= International Food Code =

Unique identifiers

Many national food composition databases (FCDB) encode foods with unique codes to enable consistent identification and data exchange. International collaborative efforts such as Food and Agriculture Organization International Network of Food Data Systems (FAO/INFOODS) guidelines recommend unique food identifiers, and secondary resources use a composite identifier format that has been referred to as an International Food Code (IFC) to reference foods across multiple FCDBs.

== Structure of an IFC ==

An IFC begins with a database identifier: An ISO 3166-1 alpha-2 code which identifies the source country, followed by a two digit code which represents the year of publication of the source database. A dot is usually used to separate the database identifier from the food code used by the publisher.

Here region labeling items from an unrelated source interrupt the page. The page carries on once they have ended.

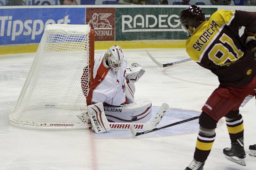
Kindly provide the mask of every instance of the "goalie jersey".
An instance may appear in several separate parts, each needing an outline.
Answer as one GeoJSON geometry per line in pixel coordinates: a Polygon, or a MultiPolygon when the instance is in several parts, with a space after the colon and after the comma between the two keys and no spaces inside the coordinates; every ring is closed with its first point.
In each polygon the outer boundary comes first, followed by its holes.
{"type": "Polygon", "coordinates": [[[241,11],[218,11],[187,40],[189,56],[217,75],[220,86],[240,88],[255,76],[256,61],[239,37],[238,30],[243,26],[255,33],[256,16],[241,11]]]}
{"type": "Polygon", "coordinates": [[[93,67],[93,80],[86,97],[87,105],[93,103],[105,102],[111,105],[119,106],[125,101],[125,78],[127,59],[120,67],[117,74],[107,66],[104,53],[96,58],[93,67]]]}

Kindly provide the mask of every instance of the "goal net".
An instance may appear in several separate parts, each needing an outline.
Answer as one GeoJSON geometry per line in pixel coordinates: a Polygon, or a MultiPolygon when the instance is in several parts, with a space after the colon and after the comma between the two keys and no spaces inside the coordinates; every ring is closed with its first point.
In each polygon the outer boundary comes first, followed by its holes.
{"type": "Polygon", "coordinates": [[[94,31],[90,25],[46,26],[10,114],[11,124],[44,129],[86,126],[81,118],[86,111],[94,54],[94,31]]]}

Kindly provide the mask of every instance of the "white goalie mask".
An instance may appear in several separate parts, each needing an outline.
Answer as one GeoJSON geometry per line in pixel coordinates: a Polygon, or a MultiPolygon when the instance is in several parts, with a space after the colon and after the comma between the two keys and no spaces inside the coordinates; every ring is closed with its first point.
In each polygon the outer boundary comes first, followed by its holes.
{"type": "Polygon", "coordinates": [[[107,65],[113,73],[116,74],[124,61],[124,54],[123,50],[117,46],[109,48],[105,52],[104,58],[107,63],[107,65]]]}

The publisher's code can be up to 8 characters long, so the maximum length for an IFC is 12 characters, excluding the optional dot.

== Examples ==
- GB15.14-318
  The code above shows "Bananas, flesh only" from UK published "COFIDS Includes McCance & Widdowson 2021"
- IE09.5068
  The code above shows "Porridge, made with low fat milk" from Irish published "Irish Food Composition database 2009"
- US15.15083
  The code above shows "Fish, salmon, pink, raw" from US published "United States Department of Agriculture, SR28 2015"

== Use on Barcodes and numeric systems ==
A common variation on the IFC structure is to replace the leading ISO 3166-1 alpha-2 letters with their numeric equivalents. The publisher's code is then prefixed with leading zeros and the dot is excluded to create a 13 digit code. This allows the IFC to be used as a Universal Product Code for barcode identification.